Skelton recalls the 6-foot-4 Roberts, who had a military background from the Air Force and an electrical engineering degree, as “very, very bright, obviously.”

“He did not tolerate fools easily,” Skelton said Friday. “For him, I think at times, dealing with the details of the medical education curriculum were a little boring. He was probably jumping ahead to the end of the chapter. ... But he really wanted to be a country doctor, pretty much in the old tradition in Georgia.”

Told of the Microsoft founder’s hospital visit to see Roberts last week, Skelton said, “I like Bill Gates even better hearing that he did that.”

Roberts, whose funeral is at 11 a.m. Monday at Cochran First Baptist Church, practiced medicine for more than 20 years in Bleckley County.

Dr. Richard Anderson, a Cochran dentist and close friend of Roberts’, called him “probably the smartest person I have ever talked to. ... He’s very versatile about any subject that you wanted to cover. He was a mortician at one time. He was a veterinary assistant at one time. Of course, he was an electrical engineer.”

“I think the community has suffered a major loss,” Anderson said. “When he went into the hospital, I think back in October, his practice was put on hold, put on standby.”

Dr. Jean Sumner, an internist who was a Mercer classmate of Roberts’, said he was “a person who cared about people and who really enjoyed practicing medicine because he could help people. ... I know he meant a lot to the area around Cochran.”

Sumner, who practices in Wrightsville, said, “He was brilliant.

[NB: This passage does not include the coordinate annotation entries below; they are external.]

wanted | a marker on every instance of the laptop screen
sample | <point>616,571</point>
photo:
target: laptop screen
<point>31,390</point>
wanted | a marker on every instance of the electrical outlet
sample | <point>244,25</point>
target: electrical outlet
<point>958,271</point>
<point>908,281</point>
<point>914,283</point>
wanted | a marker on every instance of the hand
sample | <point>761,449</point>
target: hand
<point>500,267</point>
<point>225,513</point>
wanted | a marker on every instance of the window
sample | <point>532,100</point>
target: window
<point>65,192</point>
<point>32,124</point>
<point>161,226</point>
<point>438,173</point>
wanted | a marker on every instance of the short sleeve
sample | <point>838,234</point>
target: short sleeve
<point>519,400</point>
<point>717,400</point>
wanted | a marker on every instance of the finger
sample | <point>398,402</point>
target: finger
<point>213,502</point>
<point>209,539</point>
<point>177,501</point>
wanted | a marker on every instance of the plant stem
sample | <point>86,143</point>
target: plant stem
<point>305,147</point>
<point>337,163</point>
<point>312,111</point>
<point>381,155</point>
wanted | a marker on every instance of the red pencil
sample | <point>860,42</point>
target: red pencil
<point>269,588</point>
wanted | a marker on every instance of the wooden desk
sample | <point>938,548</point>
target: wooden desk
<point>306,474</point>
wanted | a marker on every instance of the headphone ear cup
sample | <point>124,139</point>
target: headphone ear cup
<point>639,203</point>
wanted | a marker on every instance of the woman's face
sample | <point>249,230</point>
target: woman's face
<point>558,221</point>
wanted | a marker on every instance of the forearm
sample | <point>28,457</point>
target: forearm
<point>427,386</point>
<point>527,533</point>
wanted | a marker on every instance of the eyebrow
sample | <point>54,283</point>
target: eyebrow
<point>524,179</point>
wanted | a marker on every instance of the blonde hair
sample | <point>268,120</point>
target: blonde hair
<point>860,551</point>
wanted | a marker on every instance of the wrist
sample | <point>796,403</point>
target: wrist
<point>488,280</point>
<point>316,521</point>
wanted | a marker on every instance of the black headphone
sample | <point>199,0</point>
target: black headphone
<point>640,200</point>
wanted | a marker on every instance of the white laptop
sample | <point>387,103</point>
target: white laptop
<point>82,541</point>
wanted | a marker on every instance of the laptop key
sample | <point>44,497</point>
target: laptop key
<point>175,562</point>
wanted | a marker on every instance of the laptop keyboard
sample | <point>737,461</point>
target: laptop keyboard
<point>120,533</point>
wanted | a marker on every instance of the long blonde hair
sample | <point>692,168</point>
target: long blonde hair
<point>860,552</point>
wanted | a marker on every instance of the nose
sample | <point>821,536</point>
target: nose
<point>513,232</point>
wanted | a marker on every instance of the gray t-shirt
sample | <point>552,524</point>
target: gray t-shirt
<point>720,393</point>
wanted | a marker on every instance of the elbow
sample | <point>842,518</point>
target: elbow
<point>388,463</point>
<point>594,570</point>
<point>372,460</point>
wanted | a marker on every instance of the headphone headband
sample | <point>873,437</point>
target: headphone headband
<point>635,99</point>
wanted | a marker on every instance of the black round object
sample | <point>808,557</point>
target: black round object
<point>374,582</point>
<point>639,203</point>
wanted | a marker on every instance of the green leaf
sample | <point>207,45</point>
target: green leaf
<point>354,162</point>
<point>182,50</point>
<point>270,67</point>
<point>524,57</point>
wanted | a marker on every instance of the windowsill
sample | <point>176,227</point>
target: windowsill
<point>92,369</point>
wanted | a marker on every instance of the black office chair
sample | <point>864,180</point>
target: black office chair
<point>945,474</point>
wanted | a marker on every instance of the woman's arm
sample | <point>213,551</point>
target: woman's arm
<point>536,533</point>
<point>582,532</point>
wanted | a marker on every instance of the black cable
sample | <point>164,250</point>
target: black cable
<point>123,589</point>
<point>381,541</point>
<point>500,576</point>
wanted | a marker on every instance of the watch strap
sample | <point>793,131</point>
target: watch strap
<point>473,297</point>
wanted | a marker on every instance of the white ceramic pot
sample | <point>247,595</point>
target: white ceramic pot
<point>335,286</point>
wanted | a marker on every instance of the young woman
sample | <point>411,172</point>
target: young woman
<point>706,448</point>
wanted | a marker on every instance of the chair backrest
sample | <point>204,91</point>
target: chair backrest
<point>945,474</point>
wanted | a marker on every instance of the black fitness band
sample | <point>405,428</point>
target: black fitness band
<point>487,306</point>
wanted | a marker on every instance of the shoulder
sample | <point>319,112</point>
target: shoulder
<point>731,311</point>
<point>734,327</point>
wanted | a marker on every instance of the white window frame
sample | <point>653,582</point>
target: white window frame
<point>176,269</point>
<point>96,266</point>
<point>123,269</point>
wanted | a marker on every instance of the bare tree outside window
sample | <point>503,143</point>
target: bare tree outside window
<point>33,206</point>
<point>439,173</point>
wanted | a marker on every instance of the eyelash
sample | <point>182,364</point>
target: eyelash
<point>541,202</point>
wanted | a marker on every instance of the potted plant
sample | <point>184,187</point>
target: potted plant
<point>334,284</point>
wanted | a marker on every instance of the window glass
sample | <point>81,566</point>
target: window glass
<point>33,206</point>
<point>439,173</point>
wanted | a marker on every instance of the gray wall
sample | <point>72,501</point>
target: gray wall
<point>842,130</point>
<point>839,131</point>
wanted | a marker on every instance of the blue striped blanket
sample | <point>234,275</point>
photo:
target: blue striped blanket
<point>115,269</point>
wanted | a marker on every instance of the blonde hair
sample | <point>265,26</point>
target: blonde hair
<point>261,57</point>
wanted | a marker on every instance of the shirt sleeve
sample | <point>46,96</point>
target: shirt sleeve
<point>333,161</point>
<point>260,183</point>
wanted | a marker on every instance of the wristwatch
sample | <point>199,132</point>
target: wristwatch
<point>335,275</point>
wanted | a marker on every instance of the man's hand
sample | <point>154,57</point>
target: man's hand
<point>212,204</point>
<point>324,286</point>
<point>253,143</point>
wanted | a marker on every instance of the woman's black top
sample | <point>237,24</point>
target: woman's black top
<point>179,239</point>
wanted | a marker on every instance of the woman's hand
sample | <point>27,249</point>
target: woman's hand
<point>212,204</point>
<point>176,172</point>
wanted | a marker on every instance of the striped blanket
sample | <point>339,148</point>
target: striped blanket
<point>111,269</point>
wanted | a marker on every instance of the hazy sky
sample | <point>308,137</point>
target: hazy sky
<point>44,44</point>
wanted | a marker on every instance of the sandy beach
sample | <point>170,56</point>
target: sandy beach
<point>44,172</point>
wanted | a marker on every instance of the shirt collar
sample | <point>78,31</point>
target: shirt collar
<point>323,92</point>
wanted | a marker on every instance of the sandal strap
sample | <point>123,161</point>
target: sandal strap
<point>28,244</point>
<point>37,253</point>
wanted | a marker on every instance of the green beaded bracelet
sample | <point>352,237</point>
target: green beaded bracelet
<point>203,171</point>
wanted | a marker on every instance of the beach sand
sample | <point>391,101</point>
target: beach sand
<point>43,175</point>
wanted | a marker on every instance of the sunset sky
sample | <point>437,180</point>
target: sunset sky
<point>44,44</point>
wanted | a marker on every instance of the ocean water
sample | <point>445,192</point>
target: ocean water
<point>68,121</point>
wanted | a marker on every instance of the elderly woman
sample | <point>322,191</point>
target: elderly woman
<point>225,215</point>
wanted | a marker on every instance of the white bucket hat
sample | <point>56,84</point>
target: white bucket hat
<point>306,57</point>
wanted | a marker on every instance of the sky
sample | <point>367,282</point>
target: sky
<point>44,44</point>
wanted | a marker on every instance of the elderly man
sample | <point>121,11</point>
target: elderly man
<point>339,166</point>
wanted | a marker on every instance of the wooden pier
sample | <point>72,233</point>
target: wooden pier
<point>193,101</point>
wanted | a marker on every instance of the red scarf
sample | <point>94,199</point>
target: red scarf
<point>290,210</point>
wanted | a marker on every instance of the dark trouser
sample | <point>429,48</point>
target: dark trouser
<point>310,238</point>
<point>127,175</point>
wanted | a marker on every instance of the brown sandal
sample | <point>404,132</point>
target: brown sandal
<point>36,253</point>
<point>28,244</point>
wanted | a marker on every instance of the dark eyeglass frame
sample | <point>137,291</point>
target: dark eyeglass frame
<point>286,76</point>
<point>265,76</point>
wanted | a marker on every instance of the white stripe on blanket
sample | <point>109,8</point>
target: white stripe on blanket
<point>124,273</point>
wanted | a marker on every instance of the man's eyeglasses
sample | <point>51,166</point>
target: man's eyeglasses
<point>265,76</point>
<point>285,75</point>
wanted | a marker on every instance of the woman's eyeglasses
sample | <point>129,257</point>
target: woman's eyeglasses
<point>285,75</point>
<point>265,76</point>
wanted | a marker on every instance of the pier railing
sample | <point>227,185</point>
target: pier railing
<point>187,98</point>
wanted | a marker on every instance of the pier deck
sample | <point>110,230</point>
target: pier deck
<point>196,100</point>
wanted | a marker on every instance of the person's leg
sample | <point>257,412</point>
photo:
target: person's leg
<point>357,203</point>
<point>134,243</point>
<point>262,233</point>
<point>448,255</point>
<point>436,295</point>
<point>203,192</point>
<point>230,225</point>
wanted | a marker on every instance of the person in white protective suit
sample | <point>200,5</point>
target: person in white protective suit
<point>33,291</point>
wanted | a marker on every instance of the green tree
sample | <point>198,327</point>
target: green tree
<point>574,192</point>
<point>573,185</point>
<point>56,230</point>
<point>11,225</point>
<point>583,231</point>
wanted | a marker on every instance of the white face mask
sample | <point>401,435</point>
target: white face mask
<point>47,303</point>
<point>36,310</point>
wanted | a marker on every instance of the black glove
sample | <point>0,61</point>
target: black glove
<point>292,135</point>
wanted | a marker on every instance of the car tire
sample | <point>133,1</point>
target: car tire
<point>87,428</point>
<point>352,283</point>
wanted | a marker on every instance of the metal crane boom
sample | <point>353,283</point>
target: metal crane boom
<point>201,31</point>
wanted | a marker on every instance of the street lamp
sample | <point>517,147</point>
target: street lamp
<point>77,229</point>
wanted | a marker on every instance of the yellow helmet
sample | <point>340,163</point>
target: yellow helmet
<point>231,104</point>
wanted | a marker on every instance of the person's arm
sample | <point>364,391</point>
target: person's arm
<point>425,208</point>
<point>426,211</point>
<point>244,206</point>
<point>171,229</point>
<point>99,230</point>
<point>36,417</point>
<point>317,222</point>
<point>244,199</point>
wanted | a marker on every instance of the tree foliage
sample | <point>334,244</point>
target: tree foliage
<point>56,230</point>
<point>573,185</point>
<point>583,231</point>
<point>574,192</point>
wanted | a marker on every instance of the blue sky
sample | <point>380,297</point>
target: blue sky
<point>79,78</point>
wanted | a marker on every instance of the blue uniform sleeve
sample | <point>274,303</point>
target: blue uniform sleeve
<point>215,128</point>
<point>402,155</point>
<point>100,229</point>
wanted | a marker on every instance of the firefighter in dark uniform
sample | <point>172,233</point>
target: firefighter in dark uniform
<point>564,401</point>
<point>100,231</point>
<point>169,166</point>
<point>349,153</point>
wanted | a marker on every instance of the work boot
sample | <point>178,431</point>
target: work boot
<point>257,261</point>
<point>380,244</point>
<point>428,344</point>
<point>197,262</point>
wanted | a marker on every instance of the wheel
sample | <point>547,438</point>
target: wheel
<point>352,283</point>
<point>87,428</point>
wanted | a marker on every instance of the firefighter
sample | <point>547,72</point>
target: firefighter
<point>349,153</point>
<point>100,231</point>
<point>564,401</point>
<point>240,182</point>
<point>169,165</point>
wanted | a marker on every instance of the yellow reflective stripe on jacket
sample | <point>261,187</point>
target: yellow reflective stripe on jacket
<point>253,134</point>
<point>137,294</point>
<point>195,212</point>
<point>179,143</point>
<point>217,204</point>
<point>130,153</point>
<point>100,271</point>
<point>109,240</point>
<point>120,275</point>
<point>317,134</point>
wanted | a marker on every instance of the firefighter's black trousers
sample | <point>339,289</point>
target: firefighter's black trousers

While we were all studying to get through medical school, Ed was studying to get through medical school and he was starting a software company. ... He could solve problems, and he had a mind that was really unmatched.”

The 1995 Telegraph piece noted Roberts’ passion for gadgets and scuba diving, mentioning how he was “the guy who wears a dive suit styled after the uniforms on ‘Star Trek: The Next Generation’; the guy who owns nearly 300 movies on laser disc ... the guy who has a compulsion for the latest technology.”

The article also quoted Roberts, then 54, about getting older and still working.

“I think retirement is bad,” he said. “Humans don’t tolerate it too well. If you want to die, retire.”